Renewable hydrogen distribution can use existing gas pipelines, says Snam CEOAugust 6, 2021
Marco Alverà explained that green H2 will be produced within reach of the pipelines, which can be used.
Marco Alverà, CEO of Snam, the Italian infrastructure giant, recently discussed the “beauty” of renewable hydrogen due to the ease with which it can be transported and stored.
The CEO discussed the ways that green H2 can be distributed using pipelines already in existence.
Alverà spoke on CNBC’s “Squawk Box Europe”, on which he discussed the way in which current pipeline systems are already in place and could be used to deliver renewable hydrogen as well as H2 made using biofuels.
“Right now, if you turn on your heater in Italy the gas is flowing from Russia, all the way from Siberia, in pipelines,” he said. The natural gas lines to Italy are extensive and well established. That said, those made for natural gas can also be used for transporting green H2 instead. This could present an important step for Italy’s transition to zero-carbon fuels and away from natural gas and other fossil fuels.
“Tomorrow, we will have hydrogen produced in North Africa, in the North Sea, with solar and wind resources,” said the CEO. “And that hydrogen can travel through the existing pipeline.”
The company has been testing various percentages of renewable hydrogen and natural gas blends.
Snam has tested blends of H2 and natural gas but has also tested 100% H2 in the existing pipelines and reported that the tests worked successfully.
“So that’s an energy transition using the infrastructure we have,” said Alverà in the statement on the CNBC show. “And the very good news is that this new renewable energy will cost less than existing fossil fuel energy, which is [a] real breakthrough.”

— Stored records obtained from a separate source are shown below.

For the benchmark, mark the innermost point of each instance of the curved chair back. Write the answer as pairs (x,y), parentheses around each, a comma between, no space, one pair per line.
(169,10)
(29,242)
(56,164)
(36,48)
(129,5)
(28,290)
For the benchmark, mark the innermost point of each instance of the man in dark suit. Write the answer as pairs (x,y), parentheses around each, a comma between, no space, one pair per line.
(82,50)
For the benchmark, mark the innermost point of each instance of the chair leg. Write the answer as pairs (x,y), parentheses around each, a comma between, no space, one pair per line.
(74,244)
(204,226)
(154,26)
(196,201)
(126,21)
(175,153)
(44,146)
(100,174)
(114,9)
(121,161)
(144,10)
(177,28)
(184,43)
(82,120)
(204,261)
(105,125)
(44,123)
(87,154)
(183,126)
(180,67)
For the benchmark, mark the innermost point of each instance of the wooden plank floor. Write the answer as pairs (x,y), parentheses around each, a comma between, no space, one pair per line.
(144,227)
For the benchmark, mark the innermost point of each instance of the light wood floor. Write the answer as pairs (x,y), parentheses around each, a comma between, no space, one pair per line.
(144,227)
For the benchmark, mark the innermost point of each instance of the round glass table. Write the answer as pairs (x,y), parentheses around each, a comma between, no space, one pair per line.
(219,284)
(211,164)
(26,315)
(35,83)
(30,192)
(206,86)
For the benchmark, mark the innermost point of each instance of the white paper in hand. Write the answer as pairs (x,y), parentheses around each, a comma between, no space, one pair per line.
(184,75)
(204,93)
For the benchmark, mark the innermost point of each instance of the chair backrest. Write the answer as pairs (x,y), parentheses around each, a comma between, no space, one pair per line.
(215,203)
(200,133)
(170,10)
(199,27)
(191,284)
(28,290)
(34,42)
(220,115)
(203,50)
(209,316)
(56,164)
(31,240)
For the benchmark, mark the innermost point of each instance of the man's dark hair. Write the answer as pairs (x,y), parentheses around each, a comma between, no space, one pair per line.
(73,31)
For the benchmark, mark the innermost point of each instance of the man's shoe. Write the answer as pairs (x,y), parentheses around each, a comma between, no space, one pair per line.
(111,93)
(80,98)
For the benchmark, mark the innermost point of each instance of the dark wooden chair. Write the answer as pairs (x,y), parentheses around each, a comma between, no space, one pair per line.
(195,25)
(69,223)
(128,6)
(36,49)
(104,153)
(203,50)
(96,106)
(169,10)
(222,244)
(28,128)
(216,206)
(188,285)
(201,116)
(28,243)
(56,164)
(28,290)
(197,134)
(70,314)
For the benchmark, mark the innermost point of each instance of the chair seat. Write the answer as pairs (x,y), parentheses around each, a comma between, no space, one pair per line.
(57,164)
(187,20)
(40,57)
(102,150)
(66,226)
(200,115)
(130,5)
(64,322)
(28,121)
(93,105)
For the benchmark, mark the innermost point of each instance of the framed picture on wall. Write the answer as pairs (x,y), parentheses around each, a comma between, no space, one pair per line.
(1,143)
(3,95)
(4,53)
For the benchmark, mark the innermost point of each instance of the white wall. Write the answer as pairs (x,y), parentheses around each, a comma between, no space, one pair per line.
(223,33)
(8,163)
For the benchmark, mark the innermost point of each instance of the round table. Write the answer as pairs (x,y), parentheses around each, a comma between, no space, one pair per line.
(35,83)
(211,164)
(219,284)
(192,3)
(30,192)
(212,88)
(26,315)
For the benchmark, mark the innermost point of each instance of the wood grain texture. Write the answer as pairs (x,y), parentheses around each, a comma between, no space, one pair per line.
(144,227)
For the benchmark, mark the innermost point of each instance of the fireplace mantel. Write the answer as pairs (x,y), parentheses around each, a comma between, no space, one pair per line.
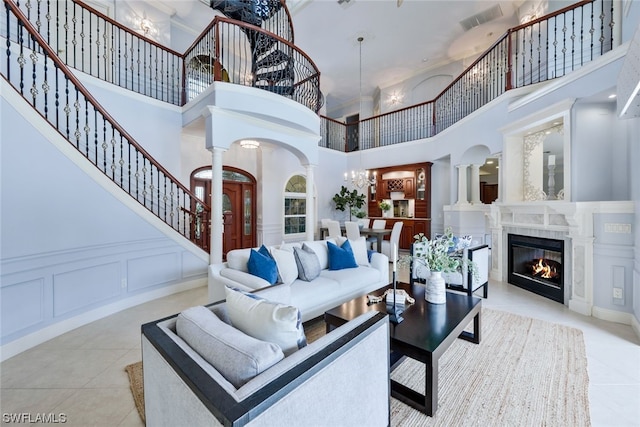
(571,222)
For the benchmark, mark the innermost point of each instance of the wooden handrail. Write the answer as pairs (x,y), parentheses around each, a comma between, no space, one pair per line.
(124,28)
(251,27)
(479,59)
(551,15)
(83,90)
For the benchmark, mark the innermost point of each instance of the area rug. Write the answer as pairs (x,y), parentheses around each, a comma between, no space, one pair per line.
(524,372)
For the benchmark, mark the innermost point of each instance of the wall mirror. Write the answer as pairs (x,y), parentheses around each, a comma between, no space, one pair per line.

Though most of the H2 currently produced in the world is made with carbon-producing power ranging from coal to natural gas, green H2 is made from renewable sources of electricity such as wind and solar. Those power the electrolyzer to split the oxygen and hydrogen from water molecules.
As research and development continues worldwide, renewable hydrogen becomes increasingly feasible. Knowing that the distribution infrastructure will already be in place once the fuel is affordably available is a meaningful step.